Until recently the anti-Gnostic writers were the main source of information. In 1945—6 a collection of Coptic texts was found at Nag Hammadi in Upper Egypt. It comprised over 40 treatises, all but two pre­viously unknown. They vary widely in date and style; some are thought to date from the 2nd cent. or earlier, though the actual copies are not earlier than the 4th cent. Most of the items are superficially Christian and display Gnostic tendencies in varying degree. They include the so-called ‘Gospel of Truth’ (see Evangelium Veritatis) and the ‘Gospel of Thomas’.

 



LEO D. DAVIS, S.J. The First Seven Ecumenical Councils, (325-787), Their History and Theology
[
2.1.2.  Gnosticism]


[...] THE Valentinians, followers of Valentinus who taught at Rome and Alexandria in the mid-second century, to resolve the ancient Greek problem of the one and the many, began by postulating

a supreme Father, unbegotten and perfect, who had by his side Silence, the thought of the Father.

From this primal couple, Mind and Truth, Word and Life, Man and Church flow out successively, by a process akin to that whereby thought proceeds from mind or desire from will.

From this first group of eight proceeds in turn a group of ten

and then another of twelve,

so there are at last thirty divine entities or aeons, half of whom are male, half female, forming the divine order or pleroma and bridging the abyss between the single source and the realm of multiplicity.

But the lowest of the thirty aeons, Wisdom, yearns illicitly to understand the Father and thus gives birth to Desire.
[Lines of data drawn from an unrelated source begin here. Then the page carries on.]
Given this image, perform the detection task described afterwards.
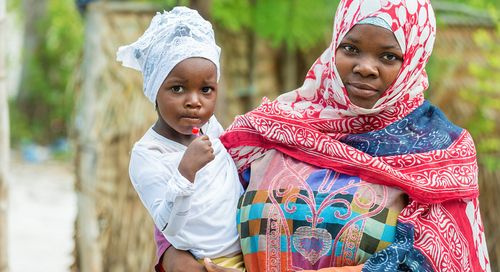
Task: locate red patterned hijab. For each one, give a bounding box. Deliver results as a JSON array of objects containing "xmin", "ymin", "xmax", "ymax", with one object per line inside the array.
[
  {"xmin": 276, "ymin": 0, "xmax": 434, "ymax": 130},
  {"xmin": 221, "ymin": 0, "xmax": 490, "ymax": 270}
]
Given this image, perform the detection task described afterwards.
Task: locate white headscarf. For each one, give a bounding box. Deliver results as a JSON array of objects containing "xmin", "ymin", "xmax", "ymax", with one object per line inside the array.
[{"xmin": 116, "ymin": 6, "xmax": 221, "ymax": 104}]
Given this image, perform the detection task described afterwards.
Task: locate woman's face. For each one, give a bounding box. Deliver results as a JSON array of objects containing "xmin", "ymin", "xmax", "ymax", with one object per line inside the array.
[
  {"xmin": 155, "ymin": 57, "xmax": 217, "ymax": 141},
  {"xmin": 335, "ymin": 24, "xmax": 403, "ymax": 109}
]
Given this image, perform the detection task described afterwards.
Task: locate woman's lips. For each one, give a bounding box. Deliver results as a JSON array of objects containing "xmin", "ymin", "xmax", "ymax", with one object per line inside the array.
[{"xmin": 347, "ymin": 82, "xmax": 379, "ymax": 97}]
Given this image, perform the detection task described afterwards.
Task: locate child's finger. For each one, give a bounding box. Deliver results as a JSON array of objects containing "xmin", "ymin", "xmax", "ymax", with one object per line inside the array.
[
  {"xmin": 199, "ymin": 136, "xmax": 212, "ymax": 146},
  {"xmin": 199, "ymin": 135, "xmax": 210, "ymax": 141}
]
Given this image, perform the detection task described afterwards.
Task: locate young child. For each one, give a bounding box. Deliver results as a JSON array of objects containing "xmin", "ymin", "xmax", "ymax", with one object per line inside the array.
[{"xmin": 116, "ymin": 6, "xmax": 244, "ymax": 270}]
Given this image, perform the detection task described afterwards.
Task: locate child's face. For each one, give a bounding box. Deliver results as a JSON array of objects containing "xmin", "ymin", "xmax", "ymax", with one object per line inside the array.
[
  {"xmin": 156, "ymin": 57, "xmax": 217, "ymax": 138},
  {"xmin": 335, "ymin": 24, "xmax": 403, "ymax": 109}
]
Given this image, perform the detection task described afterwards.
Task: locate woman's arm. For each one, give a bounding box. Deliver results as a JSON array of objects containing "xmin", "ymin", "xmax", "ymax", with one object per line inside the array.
[
  {"xmin": 161, "ymin": 246, "xmax": 205, "ymax": 272},
  {"xmin": 160, "ymin": 248, "xmax": 243, "ymax": 272},
  {"xmin": 154, "ymin": 227, "xmax": 204, "ymax": 272}
]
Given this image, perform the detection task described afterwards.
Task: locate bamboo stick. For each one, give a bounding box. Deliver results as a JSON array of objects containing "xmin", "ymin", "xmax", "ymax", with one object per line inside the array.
[{"xmin": 0, "ymin": 0, "xmax": 10, "ymax": 270}]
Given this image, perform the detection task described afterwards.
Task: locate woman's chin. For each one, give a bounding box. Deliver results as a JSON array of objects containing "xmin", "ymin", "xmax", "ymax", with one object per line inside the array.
[{"xmin": 349, "ymin": 99, "xmax": 377, "ymax": 109}]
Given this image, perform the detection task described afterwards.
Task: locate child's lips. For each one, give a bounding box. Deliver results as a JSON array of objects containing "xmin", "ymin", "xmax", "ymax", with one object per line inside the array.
[
  {"xmin": 182, "ymin": 116, "xmax": 200, "ymax": 120},
  {"xmin": 181, "ymin": 115, "xmax": 201, "ymax": 123}
]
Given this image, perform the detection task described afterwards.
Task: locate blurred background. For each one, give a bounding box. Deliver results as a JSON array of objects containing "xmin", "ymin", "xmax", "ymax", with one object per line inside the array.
[{"xmin": 0, "ymin": 0, "xmax": 499, "ymax": 271}]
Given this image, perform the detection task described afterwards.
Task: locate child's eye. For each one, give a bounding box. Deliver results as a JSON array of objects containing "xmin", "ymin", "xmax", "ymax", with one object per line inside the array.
[
  {"xmin": 201, "ymin": 87, "xmax": 214, "ymax": 94},
  {"xmin": 170, "ymin": 86, "xmax": 184, "ymax": 93}
]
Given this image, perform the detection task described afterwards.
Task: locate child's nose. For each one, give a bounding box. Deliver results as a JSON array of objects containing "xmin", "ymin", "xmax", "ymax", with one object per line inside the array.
[
  {"xmin": 353, "ymin": 58, "xmax": 379, "ymax": 77},
  {"xmin": 185, "ymin": 92, "xmax": 201, "ymax": 108}
]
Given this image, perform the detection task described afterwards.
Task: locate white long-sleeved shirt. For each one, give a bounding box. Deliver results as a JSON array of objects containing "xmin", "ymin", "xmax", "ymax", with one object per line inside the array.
[{"xmin": 129, "ymin": 116, "xmax": 243, "ymax": 259}]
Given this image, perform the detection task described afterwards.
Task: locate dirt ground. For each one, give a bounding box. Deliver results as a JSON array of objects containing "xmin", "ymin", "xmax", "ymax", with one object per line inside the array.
[{"xmin": 7, "ymin": 156, "xmax": 76, "ymax": 272}]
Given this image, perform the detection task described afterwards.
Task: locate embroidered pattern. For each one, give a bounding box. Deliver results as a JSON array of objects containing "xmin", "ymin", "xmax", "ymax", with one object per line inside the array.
[{"xmin": 237, "ymin": 152, "xmax": 402, "ymax": 271}]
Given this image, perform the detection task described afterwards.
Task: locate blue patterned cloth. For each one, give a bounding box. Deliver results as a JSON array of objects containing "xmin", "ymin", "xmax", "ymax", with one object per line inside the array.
[
  {"xmin": 362, "ymin": 222, "xmax": 433, "ymax": 272},
  {"xmin": 341, "ymin": 101, "xmax": 462, "ymax": 156}
]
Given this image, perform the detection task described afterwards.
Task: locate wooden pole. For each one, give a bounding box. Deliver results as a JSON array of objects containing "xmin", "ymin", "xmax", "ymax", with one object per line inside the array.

In order to rectify this primal disorder, Mind and Truth produce Christ and the Holy Spirit to instruct the aeons about their proper relation to the Father. Formless Desire, offspring of Wisdom, meanwhile gives rise further to matter and psyche, whereupon Christ impresses form upon Desire who then gives rise to spirit or pneuma. Wisdom then proceeds to fashion the Demiurge or Creator, equivalent to God of the Old Testament, out of psychic substance. From matter and psyche, the Demiurge forms heaven and earth and the creatures inhabiting it. Among these creatures, the Demiurge fashions carnal man and breathes into him his own psychic substance. But Desire secretly plants spirit as well into certain men. This spiritual element yearns for the Father, and salvation consists in liberation of spirit from the lower psychic and carnal elements of the human constitution to ascend to the Father. The Savior Jesus provides the means of salvation through his revelation of the workings of the system. Merely carnal men, however, cannot be saved; psychic men can be saved with difficulty through knowledge and imitation of Jesus; spiritual men need only apprehend the teaching of Jesus to be saved.

All of this fantastic system is supported by an equally fantastic exegesis of the Scriptures where it is regarded as lying hidden. Irenaeus of Lyons (fl. 180) provided an example of this sort of exegesis; he said, according to the Gnostics, the thirty aeons are signified by the thirty years of the Lord’s hidden life; the group of twelve aeons, by the fact that Jesus at the age of twelve disputed with the doctors of the Law in the temple; the group of eighteen aeons, by the eighteen months which Jesus supposedly spent among His disciples after His resurrection. As Lonergan observes, this system is related to theology as alchemy to chemistry or legend to history.